3、ここでは、弁護士を依頼した場合、具体的にどのような活動をしているのかをご説明します。都道府県は、事実関係を調査して国に報告するのですが、事実関係の調査といっても、具体的には、刑事事件の判決書と、処分対象者の勤務先などのデータを収集するだけです。それらのデータを集めた後、意見聴取の機会が開催されますが、その前に「現在の心境を書いてください」という簡単な用紙を渡され、事件後の反省の気持ちや心境などを記載して提出、それらの資料が判断の資料となります。
4、行政庁から要求される資料は上記のとおりですが、もちろん、こちらの言い分を聞くための手続きなのですから、こちらから参考となる資料を提出することが可能であり、こちらにとって有利なことはどんな些細なことでも主張・提出しておくべきであることは間違いありません。行政庁も本人に対し、有利な資料があれば出してもよいとは言ってくれますが、なかなか当事者が自分で全ての資料を準備するノウハウや時間はないでしょう。
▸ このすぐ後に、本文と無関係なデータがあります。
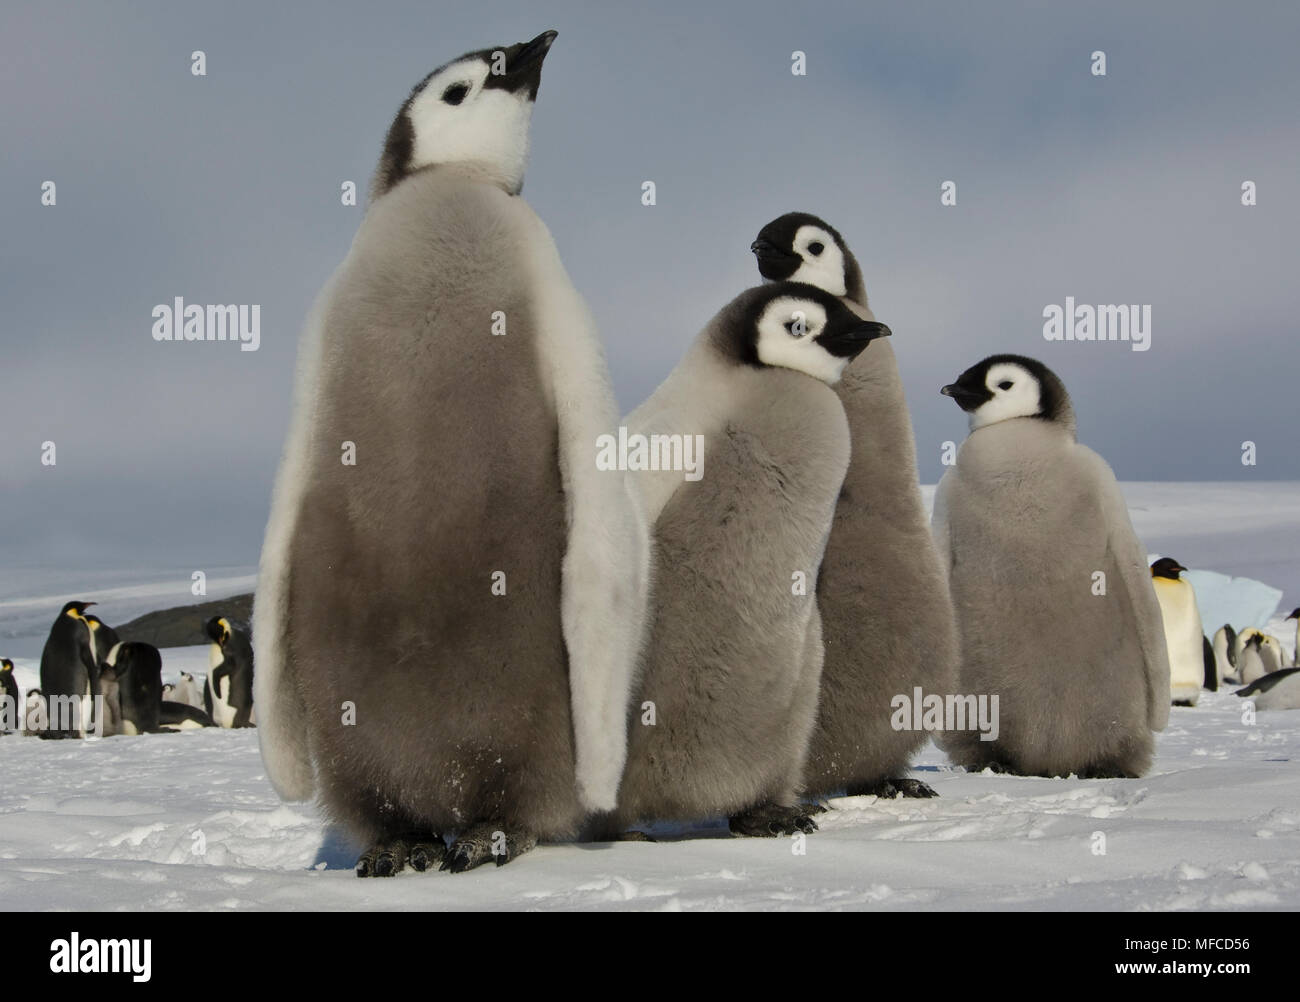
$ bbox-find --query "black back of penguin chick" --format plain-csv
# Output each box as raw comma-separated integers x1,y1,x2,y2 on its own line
372,30,558,200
5、弁護士を依頼した場合、処分に当たって、この処分を決定するための参考となる資料の作成、提出、意見の聴取の機会における発言、説明などを通じて、行政庁にご本人の「言い分」が適切に伝達されるよう補助する業務を行います。どのような資料をどのように作成するべきか、その内容はどのようにすべきか、などの指導、助言を行います。
6、行政庁は、事実認定を行う機関ではないため、事実については刑事裁判の判決に従うという取り扱いをしています。すなわち、行政庁に冤罪である、などの主張をするのは適切ではありませんし、刑事裁判で有罪になった以上、行政処分も何らかの形で課されるのが通常ですから、活動は主に減軽をしてもらうためのものになりますが、処分を適切な範囲内に収めるため、適切な弁護活動が必要である場合もあります。意見の聴取において代理人活動を委任できるのは弁護士のみとなっておりますので、弁護活動をご検討の際はお近くの弁護士にお問い合わせになることをお勧めいたします。